I wonder if one way to combat this problem is by having procedurally-generated terrain models. From a distance, the mountain I'm standing on in the screenshot could look as it does today. Closer up, some code could kick in to start generating details. From a medium distance, the game needs to render more than just a silhouette of the mountain, but it doesn't need individual rocks and juts yet. Up close, it would be nice for it to look like an actual cliff, with rocks, jagged edges, and the like—all of the things that would kill performance if they were rendered when you were a mile away. Nobody really has the time or budget to add that level of detail to the game manually, but if they could be procedurally generated, so that the game could just "fill in" missing detail, it wouldn't take much longer to design areas of games than it does today.

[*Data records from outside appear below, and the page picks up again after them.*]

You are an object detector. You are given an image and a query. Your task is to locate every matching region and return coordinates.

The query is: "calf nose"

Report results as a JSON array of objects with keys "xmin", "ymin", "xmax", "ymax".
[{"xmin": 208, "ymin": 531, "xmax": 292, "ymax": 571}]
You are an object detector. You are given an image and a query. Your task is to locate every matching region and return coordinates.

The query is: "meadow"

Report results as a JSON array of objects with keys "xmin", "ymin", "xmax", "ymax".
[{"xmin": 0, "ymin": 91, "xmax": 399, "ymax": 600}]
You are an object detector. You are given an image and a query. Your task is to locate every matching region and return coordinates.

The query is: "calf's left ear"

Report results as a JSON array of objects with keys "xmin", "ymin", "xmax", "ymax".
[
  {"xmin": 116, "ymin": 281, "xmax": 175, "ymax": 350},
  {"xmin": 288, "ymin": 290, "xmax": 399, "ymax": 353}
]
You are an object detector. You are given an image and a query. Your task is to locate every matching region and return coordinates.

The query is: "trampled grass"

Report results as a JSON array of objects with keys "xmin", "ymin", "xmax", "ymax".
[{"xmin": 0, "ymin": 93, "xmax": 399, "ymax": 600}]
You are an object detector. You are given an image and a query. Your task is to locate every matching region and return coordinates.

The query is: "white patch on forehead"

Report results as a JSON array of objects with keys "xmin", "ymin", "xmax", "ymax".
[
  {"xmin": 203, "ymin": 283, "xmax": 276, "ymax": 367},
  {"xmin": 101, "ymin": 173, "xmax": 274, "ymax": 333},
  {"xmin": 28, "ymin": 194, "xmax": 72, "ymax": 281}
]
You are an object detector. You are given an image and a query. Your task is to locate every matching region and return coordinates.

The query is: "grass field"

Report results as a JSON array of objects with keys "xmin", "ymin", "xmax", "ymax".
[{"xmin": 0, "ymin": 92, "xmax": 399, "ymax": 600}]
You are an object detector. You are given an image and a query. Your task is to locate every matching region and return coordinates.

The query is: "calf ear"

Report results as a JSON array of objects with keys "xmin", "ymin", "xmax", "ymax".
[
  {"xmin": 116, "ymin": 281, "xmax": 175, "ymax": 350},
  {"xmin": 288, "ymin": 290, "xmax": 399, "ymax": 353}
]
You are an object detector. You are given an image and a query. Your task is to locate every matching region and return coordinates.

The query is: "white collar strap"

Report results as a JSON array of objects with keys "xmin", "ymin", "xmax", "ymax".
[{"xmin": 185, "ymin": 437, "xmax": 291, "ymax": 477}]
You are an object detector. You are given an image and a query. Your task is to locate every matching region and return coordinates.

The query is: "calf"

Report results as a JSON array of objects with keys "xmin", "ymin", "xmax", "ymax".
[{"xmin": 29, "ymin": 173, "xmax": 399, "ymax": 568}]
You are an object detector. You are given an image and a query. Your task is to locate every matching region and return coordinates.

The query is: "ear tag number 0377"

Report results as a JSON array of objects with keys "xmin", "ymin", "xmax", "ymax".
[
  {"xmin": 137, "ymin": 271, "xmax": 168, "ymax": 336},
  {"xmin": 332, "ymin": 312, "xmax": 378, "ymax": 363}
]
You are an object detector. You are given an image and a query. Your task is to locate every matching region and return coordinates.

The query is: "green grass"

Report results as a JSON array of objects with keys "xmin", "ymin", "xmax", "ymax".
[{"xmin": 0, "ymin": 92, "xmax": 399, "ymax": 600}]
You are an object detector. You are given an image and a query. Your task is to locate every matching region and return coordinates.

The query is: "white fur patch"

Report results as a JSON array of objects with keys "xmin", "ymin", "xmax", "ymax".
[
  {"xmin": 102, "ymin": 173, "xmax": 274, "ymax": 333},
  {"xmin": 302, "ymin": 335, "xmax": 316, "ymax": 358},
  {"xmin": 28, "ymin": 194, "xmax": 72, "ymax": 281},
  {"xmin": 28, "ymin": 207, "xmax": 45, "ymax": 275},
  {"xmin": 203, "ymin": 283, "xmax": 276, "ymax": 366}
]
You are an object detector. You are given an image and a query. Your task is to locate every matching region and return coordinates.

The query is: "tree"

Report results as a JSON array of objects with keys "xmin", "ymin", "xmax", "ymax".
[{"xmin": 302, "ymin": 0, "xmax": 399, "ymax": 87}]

Of course, the question is: how do you ensure visual quality and design consistency? Does someone still need to go through every square meter of the world to make sure that the code is generating terrain details that are aesthetically pleasing? In most cases, you'd want this to be a repeatable process, so the next time you visited the same mountain cliff you'd see the same rocks and terrain features, instead of new ones picked at random. How do you make that work? I'm sure that there are solutions here... I don't know if they're the right ones. It just seems that, at some level, we're going to get to a point where the computer is capable of rendering incredible detail, but no design team has the time to create that level of detail. Today we use shortcuts like reducing polygons or reusing textures to save time. How much of that can be improved by letting computers do tedious detail work for us?